We have developed an age-appropriate algorithm to predict the risk of incident metabolic syndrome, a precursor of cardiometabolic morbidity and mortality, in young people with psychosis. PsyMetRiC has the potential to become a valuable resource for early intervention service clinicians and could enable personalised, informed health-care decisions regarding choice of antipsychotic medication and lifestyle interventions.
National Institute for Health Research and Wellcome Trust.
患有精神病的年轻人患心脏代谢疾病的风险很高;然而,对于这一群体,尚无合适的心脏代谢风险预测算法。
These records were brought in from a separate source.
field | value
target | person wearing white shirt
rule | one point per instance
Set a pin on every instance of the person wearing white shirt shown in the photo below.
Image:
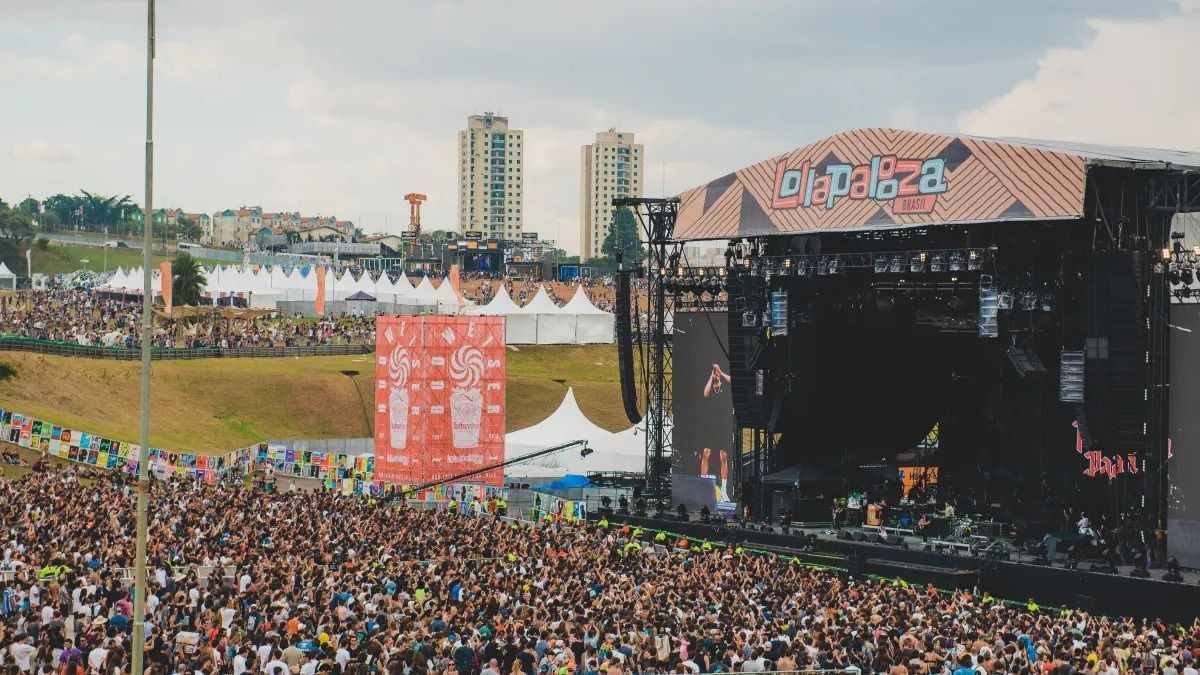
(96, 658)
(240, 662)
(23, 652)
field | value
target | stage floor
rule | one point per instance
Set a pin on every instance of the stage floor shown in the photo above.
(1019, 578)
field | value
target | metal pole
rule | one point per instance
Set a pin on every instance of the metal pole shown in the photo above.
(143, 485)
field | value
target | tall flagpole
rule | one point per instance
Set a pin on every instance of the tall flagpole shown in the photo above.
(143, 485)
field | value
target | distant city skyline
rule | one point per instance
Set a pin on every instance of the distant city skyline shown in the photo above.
(306, 106)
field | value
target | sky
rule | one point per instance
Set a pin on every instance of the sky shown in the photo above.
(341, 108)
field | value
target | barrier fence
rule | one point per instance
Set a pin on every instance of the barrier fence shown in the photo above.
(10, 344)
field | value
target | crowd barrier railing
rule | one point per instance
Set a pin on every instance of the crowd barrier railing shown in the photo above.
(13, 344)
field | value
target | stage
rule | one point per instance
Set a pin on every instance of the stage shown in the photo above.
(1017, 579)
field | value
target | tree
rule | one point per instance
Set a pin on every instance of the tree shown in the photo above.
(100, 211)
(16, 230)
(64, 207)
(190, 230)
(623, 239)
(48, 221)
(187, 280)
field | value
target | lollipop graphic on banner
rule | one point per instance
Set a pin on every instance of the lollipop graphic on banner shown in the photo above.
(467, 366)
(397, 399)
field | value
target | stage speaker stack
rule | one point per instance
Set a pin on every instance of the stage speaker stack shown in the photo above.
(625, 347)
(1115, 350)
(748, 306)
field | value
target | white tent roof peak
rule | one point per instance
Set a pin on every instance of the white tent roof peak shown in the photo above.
(447, 294)
(567, 423)
(501, 304)
(582, 304)
(541, 304)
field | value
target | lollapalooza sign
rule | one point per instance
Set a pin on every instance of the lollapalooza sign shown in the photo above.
(911, 185)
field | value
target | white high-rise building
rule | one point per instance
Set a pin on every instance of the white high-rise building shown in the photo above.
(491, 177)
(611, 167)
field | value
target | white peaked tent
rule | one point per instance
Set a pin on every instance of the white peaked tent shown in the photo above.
(119, 281)
(425, 292)
(519, 328)
(499, 305)
(592, 324)
(555, 327)
(611, 452)
(448, 299)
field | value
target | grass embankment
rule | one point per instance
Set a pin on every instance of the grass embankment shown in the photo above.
(215, 405)
(60, 258)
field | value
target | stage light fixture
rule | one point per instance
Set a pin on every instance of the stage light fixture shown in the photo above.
(917, 263)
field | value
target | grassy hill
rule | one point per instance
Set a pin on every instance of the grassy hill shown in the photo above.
(59, 258)
(210, 405)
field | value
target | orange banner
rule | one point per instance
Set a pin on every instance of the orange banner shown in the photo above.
(321, 291)
(165, 285)
(456, 280)
(439, 398)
我们旨在开发并外部验证一种针对患有精神病的年轻人的心脏代谢风险预测算法。
我们开发了精神病代谢风险计算器(PsyMetRiC),以根据基线时通常记录的信息预测患有精神病的年轻人(16 - 35岁)发生代谢综合征的长达6年的风险。我们使用强制进入法开发了两个PsyMetRiC版本:一个完整模型(包括年龄、性别、种族、体重指数、吸烟状况、代谢活性抗精神病药物的处方、高密度脂蛋白浓度和甘油三酯浓度)和一个不包括生化结果的部分模型。PsyMetRiC是使用来自英国两个精神病早期干预服务机构的数据(2013年1月1日至2020年11月4日)开发的,并在另一个英国早期干预服务机构(2012年1月1日至2020年6月3日)进行了外部验证。在有患精神病风险的英国出生队列参与者(18岁)中进行了敏感性分析。算法性能主要通过区分度(C统计量)和校准(校准图)进行评估。我们进行了决策曲线分析并制作了一个在线数据可视化应用程序。
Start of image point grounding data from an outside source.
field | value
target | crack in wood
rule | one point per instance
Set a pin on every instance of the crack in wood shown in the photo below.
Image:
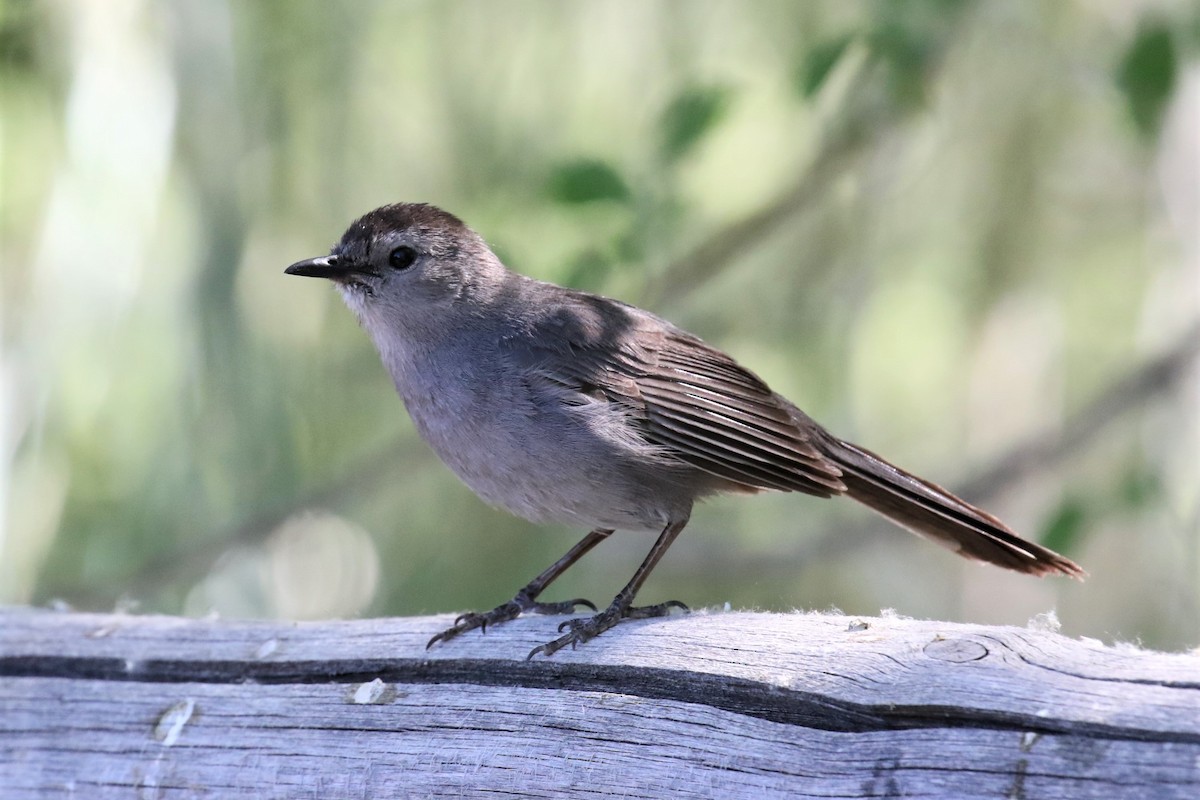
(732, 695)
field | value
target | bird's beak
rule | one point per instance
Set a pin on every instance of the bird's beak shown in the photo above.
(327, 266)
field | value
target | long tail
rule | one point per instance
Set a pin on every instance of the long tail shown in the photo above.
(930, 511)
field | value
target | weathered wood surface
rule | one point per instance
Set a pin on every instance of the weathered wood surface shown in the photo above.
(705, 705)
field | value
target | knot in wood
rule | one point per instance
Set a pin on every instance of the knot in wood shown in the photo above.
(955, 650)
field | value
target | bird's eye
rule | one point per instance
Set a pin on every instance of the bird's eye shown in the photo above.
(402, 258)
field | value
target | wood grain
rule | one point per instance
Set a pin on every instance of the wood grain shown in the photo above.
(703, 705)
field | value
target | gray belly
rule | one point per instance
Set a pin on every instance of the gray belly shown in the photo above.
(581, 465)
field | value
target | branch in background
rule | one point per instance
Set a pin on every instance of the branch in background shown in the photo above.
(865, 120)
(189, 564)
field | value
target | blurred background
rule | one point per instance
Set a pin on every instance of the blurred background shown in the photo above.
(963, 234)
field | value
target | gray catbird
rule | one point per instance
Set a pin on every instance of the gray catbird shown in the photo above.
(563, 405)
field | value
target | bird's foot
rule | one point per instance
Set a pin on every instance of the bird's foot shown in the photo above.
(581, 630)
(505, 612)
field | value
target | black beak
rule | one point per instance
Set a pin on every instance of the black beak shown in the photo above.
(327, 266)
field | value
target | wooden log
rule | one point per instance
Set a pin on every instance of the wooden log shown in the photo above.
(701, 705)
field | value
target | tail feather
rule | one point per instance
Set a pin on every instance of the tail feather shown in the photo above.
(930, 511)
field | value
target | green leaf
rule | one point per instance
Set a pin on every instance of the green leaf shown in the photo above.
(1147, 76)
(819, 64)
(1063, 528)
(587, 180)
(690, 116)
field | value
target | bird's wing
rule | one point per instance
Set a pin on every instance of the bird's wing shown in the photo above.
(683, 395)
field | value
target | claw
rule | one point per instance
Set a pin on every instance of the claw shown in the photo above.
(582, 630)
(505, 612)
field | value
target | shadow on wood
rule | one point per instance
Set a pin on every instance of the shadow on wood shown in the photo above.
(709, 704)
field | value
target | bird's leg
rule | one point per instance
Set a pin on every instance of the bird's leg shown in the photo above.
(622, 607)
(527, 599)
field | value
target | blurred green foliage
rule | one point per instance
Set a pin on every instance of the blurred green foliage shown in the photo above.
(930, 223)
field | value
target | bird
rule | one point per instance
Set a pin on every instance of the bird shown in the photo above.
(563, 405)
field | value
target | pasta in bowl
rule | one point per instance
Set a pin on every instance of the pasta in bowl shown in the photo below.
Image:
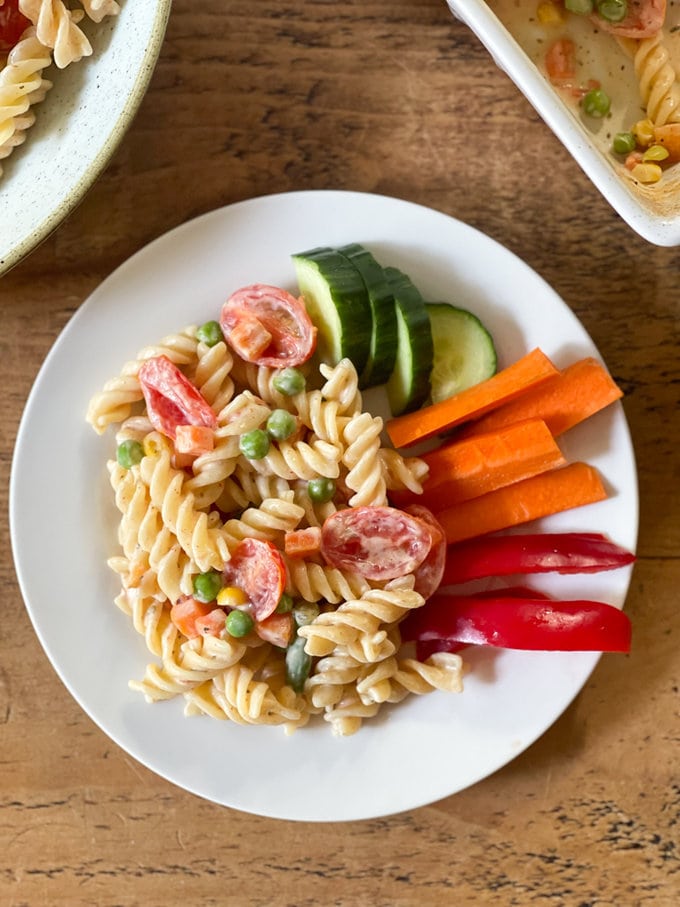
(607, 87)
(72, 75)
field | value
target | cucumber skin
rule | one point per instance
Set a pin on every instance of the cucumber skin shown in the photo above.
(411, 309)
(479, 361)
(383, 350)
(347, 294)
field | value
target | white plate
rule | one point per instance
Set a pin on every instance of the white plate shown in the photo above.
(63, 520)
(78, 126)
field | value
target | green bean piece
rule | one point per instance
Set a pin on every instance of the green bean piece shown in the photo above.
(580, 7)
(129, 453)
(624, 142)
(209, 333)
(254, 444)
(298, 664)
(281, 424)
(289, 381)
(596, 103)
(285, 604)
(320, 490)
(613, 10)
(305, 613)
(239, 623)
(207, 585)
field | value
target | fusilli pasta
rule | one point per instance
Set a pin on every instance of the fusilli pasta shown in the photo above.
(178, 521)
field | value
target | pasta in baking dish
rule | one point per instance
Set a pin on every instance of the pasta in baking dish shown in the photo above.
(246, 523)
(33, 35)
(616, 62)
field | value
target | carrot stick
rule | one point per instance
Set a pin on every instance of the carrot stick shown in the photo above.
(473, 402)
(578, 391)
(467, 469)
(540, 496)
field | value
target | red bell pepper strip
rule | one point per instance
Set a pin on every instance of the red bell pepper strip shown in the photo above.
(427, 647)
(510, 622)
(558, 552)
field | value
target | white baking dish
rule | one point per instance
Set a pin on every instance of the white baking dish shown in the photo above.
(653, 211)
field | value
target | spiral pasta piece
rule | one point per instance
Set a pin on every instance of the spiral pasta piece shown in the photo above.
(300, 460)
(657, 79)
(206, 545)
(393, 679)
(365, 477)
(21, 87)
(319, 582)
(57, 27)
(357, 625)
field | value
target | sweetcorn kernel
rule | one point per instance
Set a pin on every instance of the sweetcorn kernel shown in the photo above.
(643, 131)
(231, 597)
(549, 13)
(647, 173)
(655, 153)
(154, 444)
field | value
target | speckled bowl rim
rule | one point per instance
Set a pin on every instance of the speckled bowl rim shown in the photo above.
(99, 162)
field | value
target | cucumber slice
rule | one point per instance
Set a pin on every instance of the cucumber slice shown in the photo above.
(383, 349)
(409, 384)
(464, 351)
(336, 299)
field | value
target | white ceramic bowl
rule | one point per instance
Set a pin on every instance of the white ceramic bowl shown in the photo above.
(78, 126)
(652, 211)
651名患者被纳入开发样本,510名被纳入验证样本,505名被纳入敏感性分析样本。PsyMetRiC在内部(完整模型:C 0·80,95%置信区间0·74 - 0·86;部分模型:0·79,0·73 - 0·84)和外部验证(完整模型:0·75,0·69 - 0·80;部分模型:0·74,0·67 - 0·79)中表现良好。完整模型的校准良好,但有证据表明部分模型存在轻微的校准错误。在截断分数为0·18时,在完整模型中PsyMetRiC将净效益提高了7·95%(敏感性75%,95%置信区间66 - 82;特异性74%,71 - 78),相当于多检测出47%的代谢综合征病例。
我们开发了一种适合年龄的算法来预测患有精神病的年轻人发生代谢综合征的风险,代谢综合征是心脏代谢疾病发病和死亡的先兆。PsyMetRiC有可能成为早期干预服务临床医生的宝贵资源,并能够就抗精神病药物的选择和生活方式干预做出个性化、明智的医疗保健决策。
英国国家卫生研究院和惠康信托基金会。